I never liked Donkey Kong

There. I said it.

Donkey Kong is the foundation of a modern business empire, a cultural cornerstone, the genesis story of the Marioverse. Not liking Donkey Kong is something akin to blasphemy. I gave it a shot. I wanted to like it. But I just never liked it.

I feel like I am about to regret one quarter just looking at this screen capture.

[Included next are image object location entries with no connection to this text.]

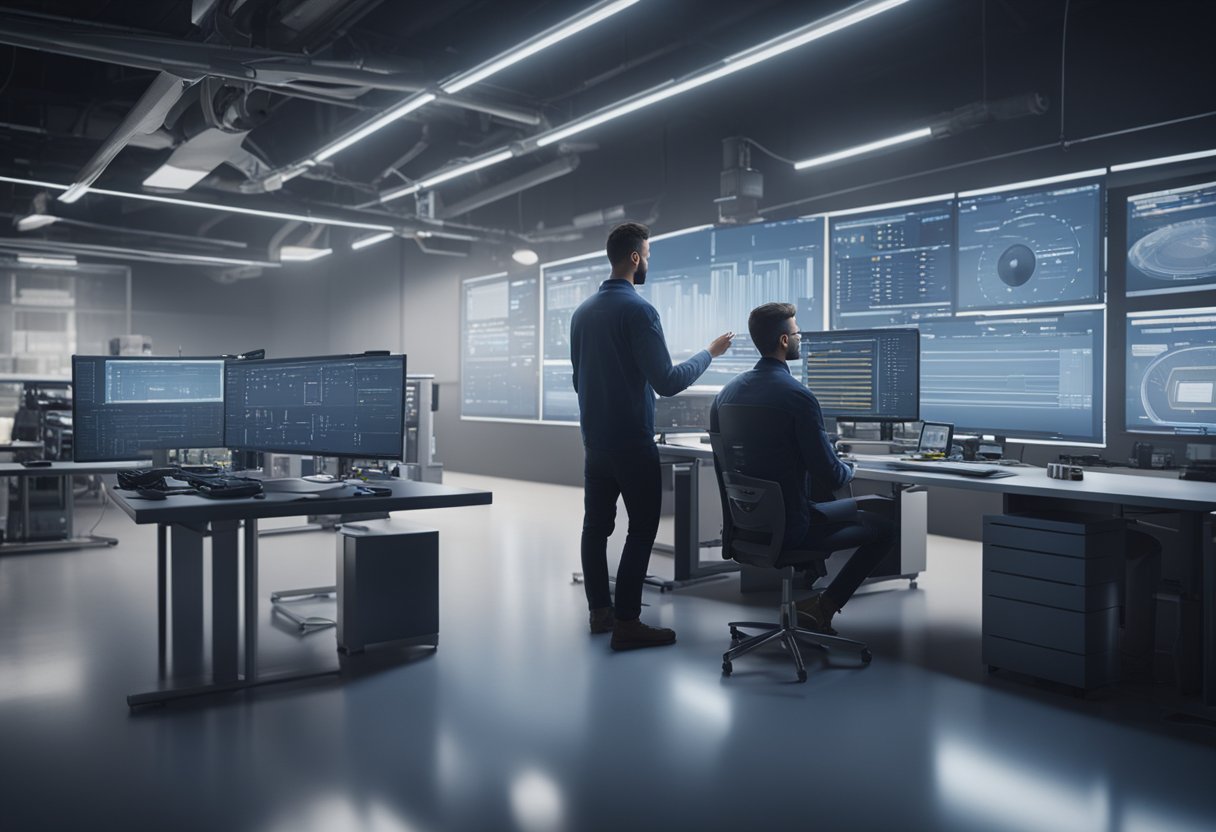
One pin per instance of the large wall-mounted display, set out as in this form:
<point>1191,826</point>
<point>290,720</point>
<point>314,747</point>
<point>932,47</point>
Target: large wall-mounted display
<point>1171,241</point>
<point>1171,372</point>
<point>1030,247</point>
<point>499,338</point>
<point>1036,376</point>
<point>893,265</point>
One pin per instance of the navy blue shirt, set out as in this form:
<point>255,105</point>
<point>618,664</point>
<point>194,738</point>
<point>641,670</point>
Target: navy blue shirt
<point>620,361</point>
<point>810,470</point>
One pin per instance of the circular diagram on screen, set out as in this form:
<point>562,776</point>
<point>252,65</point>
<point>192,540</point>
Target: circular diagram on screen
<point>1032,258</point>
<point>1182,251</point>
<point>1180,387</point>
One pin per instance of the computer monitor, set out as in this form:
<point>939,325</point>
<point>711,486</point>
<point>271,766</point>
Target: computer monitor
<point>127,408</point>
<point>865,375</point>
<point>1171,372</point>
<point>337,405</point>
<point>1022,376</point>
<point>687,412</point>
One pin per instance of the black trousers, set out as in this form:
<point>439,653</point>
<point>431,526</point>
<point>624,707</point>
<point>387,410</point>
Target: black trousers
<point>632,474</point>
<point>873,534</point>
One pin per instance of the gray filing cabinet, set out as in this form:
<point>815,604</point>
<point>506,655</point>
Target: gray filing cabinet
<point>1051,596</point>
<point>388,585</point>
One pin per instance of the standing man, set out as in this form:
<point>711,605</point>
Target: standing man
<point>804,462</point>
<point>620,361</point>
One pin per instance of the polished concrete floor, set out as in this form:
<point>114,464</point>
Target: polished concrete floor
<point>522,720</point>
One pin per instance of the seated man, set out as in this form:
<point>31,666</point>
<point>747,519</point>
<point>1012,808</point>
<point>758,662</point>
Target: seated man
<point>812,471</point>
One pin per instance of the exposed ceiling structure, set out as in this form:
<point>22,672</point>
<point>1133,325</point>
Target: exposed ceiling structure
<point>240,134</point>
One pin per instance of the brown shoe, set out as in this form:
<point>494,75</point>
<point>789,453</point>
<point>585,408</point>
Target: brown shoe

I first played Donkey Kong when it was new, in the Arcade, on Atari, and ColecoVision, and I never considered it one of my favorites. It was a smash hit when it came out, sold tens of thousands of arcade cabinets, swallowed hundreds of millions of quarters, sold millions of cartridges on home consoles, and been ported to just about every console of its generation and the next few after. It was groundbreaking, both technically and in terms of game mechanics and narrative.

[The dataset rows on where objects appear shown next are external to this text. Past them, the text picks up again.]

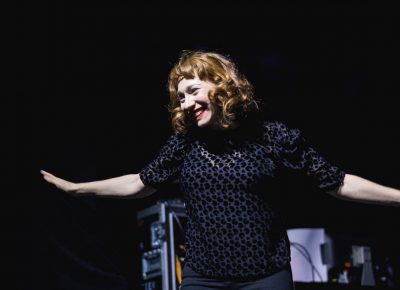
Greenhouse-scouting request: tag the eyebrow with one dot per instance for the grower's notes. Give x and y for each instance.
(189, 88)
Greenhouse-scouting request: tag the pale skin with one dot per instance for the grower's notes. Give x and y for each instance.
(193, 96)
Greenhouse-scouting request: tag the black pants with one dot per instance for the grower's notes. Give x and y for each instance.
(281, 280)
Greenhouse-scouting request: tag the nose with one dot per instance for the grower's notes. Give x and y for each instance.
(189, 102)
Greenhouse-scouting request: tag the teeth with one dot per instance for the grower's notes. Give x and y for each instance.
(198, 112)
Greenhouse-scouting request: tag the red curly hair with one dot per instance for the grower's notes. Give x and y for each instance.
(232, 95)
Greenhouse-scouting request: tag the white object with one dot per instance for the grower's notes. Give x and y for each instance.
(306, 257)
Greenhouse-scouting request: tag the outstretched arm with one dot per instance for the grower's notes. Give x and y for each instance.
(358, 189)
(126, 186)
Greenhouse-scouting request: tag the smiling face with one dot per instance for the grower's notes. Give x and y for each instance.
(193, 97)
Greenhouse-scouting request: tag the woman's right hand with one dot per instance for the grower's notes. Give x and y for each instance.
(58, 182)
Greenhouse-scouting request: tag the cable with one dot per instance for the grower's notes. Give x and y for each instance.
(304, 252)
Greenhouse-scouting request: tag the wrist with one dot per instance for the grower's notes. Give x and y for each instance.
(75, 187)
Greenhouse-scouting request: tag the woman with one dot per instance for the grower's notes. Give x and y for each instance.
(229, 161)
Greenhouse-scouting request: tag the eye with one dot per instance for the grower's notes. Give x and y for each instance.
(181, 98)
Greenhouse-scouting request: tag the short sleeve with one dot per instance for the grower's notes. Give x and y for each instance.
(166, 167)
(293, 152)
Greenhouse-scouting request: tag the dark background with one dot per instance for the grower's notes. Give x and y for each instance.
(91, 81)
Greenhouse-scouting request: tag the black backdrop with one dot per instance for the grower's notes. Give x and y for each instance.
(93, 83)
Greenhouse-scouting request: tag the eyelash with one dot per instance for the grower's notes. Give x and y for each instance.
(182, 98)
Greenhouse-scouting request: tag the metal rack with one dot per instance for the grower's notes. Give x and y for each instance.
(161, 228)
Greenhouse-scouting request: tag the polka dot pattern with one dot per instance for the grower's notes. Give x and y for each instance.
(232, 231)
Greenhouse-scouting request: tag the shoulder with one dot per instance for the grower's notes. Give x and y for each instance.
(276, 131)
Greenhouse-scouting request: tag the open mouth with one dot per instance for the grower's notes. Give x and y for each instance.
(198, 114)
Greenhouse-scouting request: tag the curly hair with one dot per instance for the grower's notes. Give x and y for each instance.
(232, 95)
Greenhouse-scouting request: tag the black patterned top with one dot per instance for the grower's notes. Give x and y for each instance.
(229, 178)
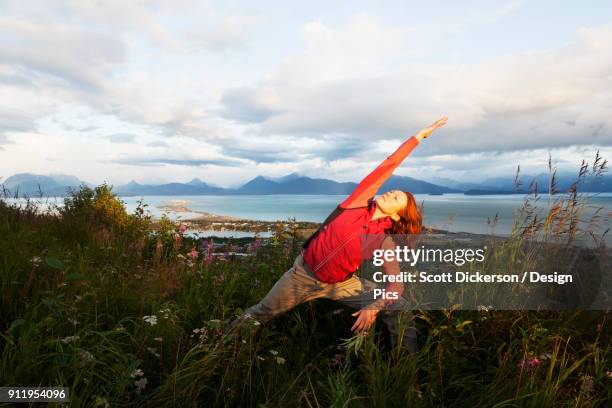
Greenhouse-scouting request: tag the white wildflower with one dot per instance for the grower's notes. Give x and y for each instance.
(70, 339)
(35, 261)
(140, 384)
(85, 355)
(137, 373)
(152, 320)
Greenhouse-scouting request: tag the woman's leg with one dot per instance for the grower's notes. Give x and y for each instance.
(357, 293)
(297, 285)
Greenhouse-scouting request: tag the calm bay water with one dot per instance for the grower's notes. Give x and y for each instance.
(453, 212)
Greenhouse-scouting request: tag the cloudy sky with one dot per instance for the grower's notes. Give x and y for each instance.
(158, 91)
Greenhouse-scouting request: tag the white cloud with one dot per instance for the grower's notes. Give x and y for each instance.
(344, 83)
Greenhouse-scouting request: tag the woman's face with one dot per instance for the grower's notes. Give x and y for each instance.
(392, 202)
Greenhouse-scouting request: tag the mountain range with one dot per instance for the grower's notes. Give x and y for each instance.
(58, 185)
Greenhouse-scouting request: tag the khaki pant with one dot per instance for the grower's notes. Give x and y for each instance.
(299, 284)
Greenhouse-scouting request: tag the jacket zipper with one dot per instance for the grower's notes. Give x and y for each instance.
(331, 254)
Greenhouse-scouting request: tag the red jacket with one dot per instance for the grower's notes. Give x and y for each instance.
(334, 251)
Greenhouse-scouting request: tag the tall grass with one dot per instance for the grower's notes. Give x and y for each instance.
(94, 299)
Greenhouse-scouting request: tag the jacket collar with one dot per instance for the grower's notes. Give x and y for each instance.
(384, 222)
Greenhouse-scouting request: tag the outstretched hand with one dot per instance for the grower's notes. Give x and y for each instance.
(425, 132)
(365, 319)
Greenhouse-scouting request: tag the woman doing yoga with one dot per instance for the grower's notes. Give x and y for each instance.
(326, 265)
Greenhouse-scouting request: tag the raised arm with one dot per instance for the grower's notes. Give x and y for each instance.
(368, 187)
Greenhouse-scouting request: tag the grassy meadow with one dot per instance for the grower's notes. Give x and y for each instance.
(96, 299)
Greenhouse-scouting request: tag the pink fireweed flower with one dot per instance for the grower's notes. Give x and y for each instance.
(193, 254)
(220, 279)
(529, 362)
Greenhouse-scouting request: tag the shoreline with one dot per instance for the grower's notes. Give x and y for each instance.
(219, 222)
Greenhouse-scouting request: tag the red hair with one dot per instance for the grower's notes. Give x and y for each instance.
(410, 221)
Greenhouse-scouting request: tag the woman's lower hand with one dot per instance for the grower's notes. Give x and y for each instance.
(425, 132)
(365, 318)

I recognize all of that, and I still don’t care for the game.

This isn’t merely a statement of opinion or taste; I don’t enjoy playing Donkey Kong, and I don’t find it to be a particularly well-designed game.

Let’s talk about that.

For sake of brevity, I’ll focus on the first screen.

How high can you climb?

Donkey Kong is very difficult and unforgiving. Part of its difficulty stems from the tight window for clearing dangerous obstacles, and the narrow clearance for successful jumps. But much of it comes from design choices that tend to make the game feel unfair.

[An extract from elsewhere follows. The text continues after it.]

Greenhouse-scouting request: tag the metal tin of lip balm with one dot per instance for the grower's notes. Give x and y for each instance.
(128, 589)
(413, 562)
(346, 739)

Jumping is the key mechanic around which the whole game is based. Yet, the jumping mechanic is rough. When you jump, you can’t change direction or height, so you’re committed to the path of the jump until you land. This makes jumping risky and hard. When you make a mistake, there’s no second chances. You know you’re going to die, and there’s nothing you can do but watch and wait for it.

You can’t jump very high — just the exact height to clear a barrel or fireball, and the exact distance to clear two barrels if they’re right next to each other… barely. Miss a jump by a little bit and you’re dead.

On the first screen, some of the ramps look like they might be close enough together to allow Jumpman to jump up to the next platform from the one below, but that is not permitted. You can only ascend to the next platform by climbing a ladder.

Not that you’d normally ever want to, but you can’t jump down from the edge of a ramp to the one below, either — the height is not great, but it will still kill you.

If you jump off a platform, you die if you fall just a short distance. Jumpman can’t survive falling any farther than the peak height of his jump.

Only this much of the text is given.